Fava, please see: https://mghcme.org/faculty/faculty-detail/maurizio_fava. M.P. Jensen
has received in the past 36 months research grants from the U.S. National Institutes
of Health, the U.S. Department of Education, the Administration of Community Living,
the Patient-Centered Outcomes Institute, and National Multiple Sclerosis Society,
the International Association for the Study of Pain, and the Washington State Spinal
Injury Consortium, and compensation for consulting from Goalistics. O. Mbowe has no
disclosures for the past 36 months. M.P. McDermott has been supported in the past
36 months by research grants from the U.S. National Institutes of Health, U.S. Food
and Drug Administration, NYSTEM, SMA Foundation, Cure SMA, and PTC Therapeutics, has
received compensation for consulting from Neuropore Therapies and Voyager Therapeutics,
and has served on Data and Safety Monitoring Boards for U.S. National Institutes of
Health, Novartis Pharmaceuticals Corporation, AstraZeneca, Eli Lilly, aTyr Pharma,
Catabasis Pharmaceuticals, Vaccinex, Cynapsus Therapeutics, and Voyager Therapeutics.

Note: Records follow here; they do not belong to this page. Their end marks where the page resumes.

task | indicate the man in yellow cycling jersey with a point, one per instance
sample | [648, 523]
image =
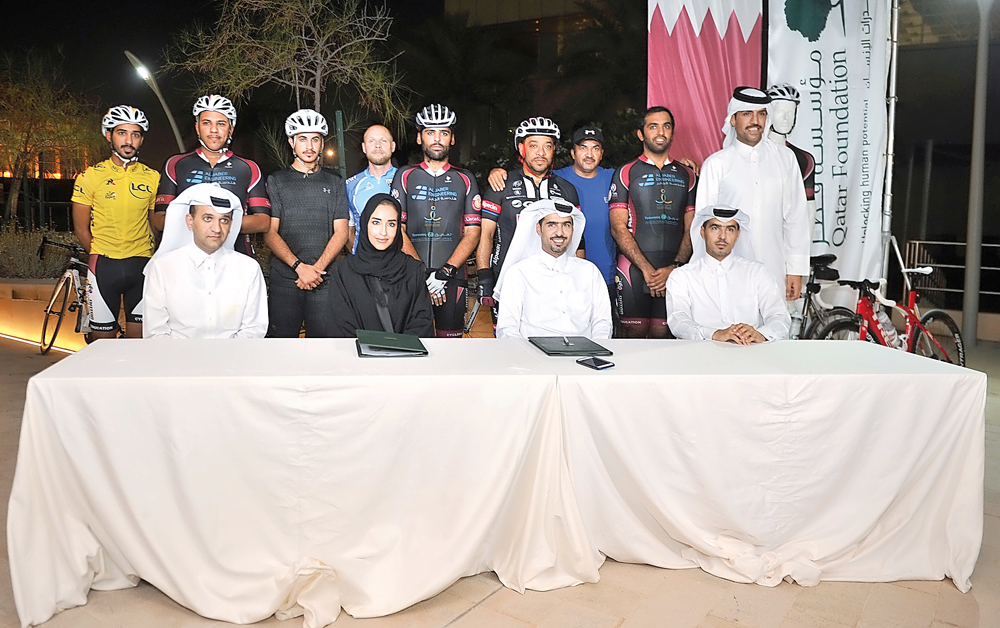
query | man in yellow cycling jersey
[112, 204]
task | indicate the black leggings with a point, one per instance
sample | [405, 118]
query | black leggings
[288, 308]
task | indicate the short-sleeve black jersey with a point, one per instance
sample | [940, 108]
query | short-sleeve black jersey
[436, 209]
[505, 206]
[656, 200]
[807, 164]
[306, 206]
[240, 176]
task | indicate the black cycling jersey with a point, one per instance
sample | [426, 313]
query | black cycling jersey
[505, 206]
[240, 176]
[656, 200]
[436, 209]
[807, 164]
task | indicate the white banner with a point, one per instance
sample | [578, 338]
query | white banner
[837, 56]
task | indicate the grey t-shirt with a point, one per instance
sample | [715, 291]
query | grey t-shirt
[306, 205]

In the past 36 months, D.C. Turk has received research grants and contracts from U.S.
Food and Drug Administration and U.S. National Institutes of Health, and compensation
for consulting on clinical trial and patient preferences from AccelRx, Eli Lilly,
GlaxoSmithKline, Nektar, Novartis, and Pfizer. R.H. Dworkin has received in the past
36 months research grants and contracts from U.S. Food and Drug Administration and
U.S. National Institutes of Health, and compensation for serving on advisory boards
or consulting on clinical trial methods from Abide, Acadia, Adynxx, Analgesic Solutions,
Aptinyx, Aquinox, Asahi Kasei, Astellas, AstraZeneca, Biogen, Biohaven, Boston Scientific,
Braeburn, Celgene, Centrexion, Chromocell, Clexio, Concert, Decibel, Dong-A, Editas,
Eli Lilly, Eupraxia, Glenmark, Grace, Hope, Immune, Lotus Clinical Research, Mainstay,
Merck, Neumentum, Neurana, NeuroBo, Novaremed, Novartis, Olatec, Pfizer, Phosphagenics,
Quark, Reckitt Benckiser, Regenacy (also equity), Relmada, Sanifit, Scilex, Semnur,
Sollis, Teva, Theranexus, Trevena, Vertex, and Vizuri.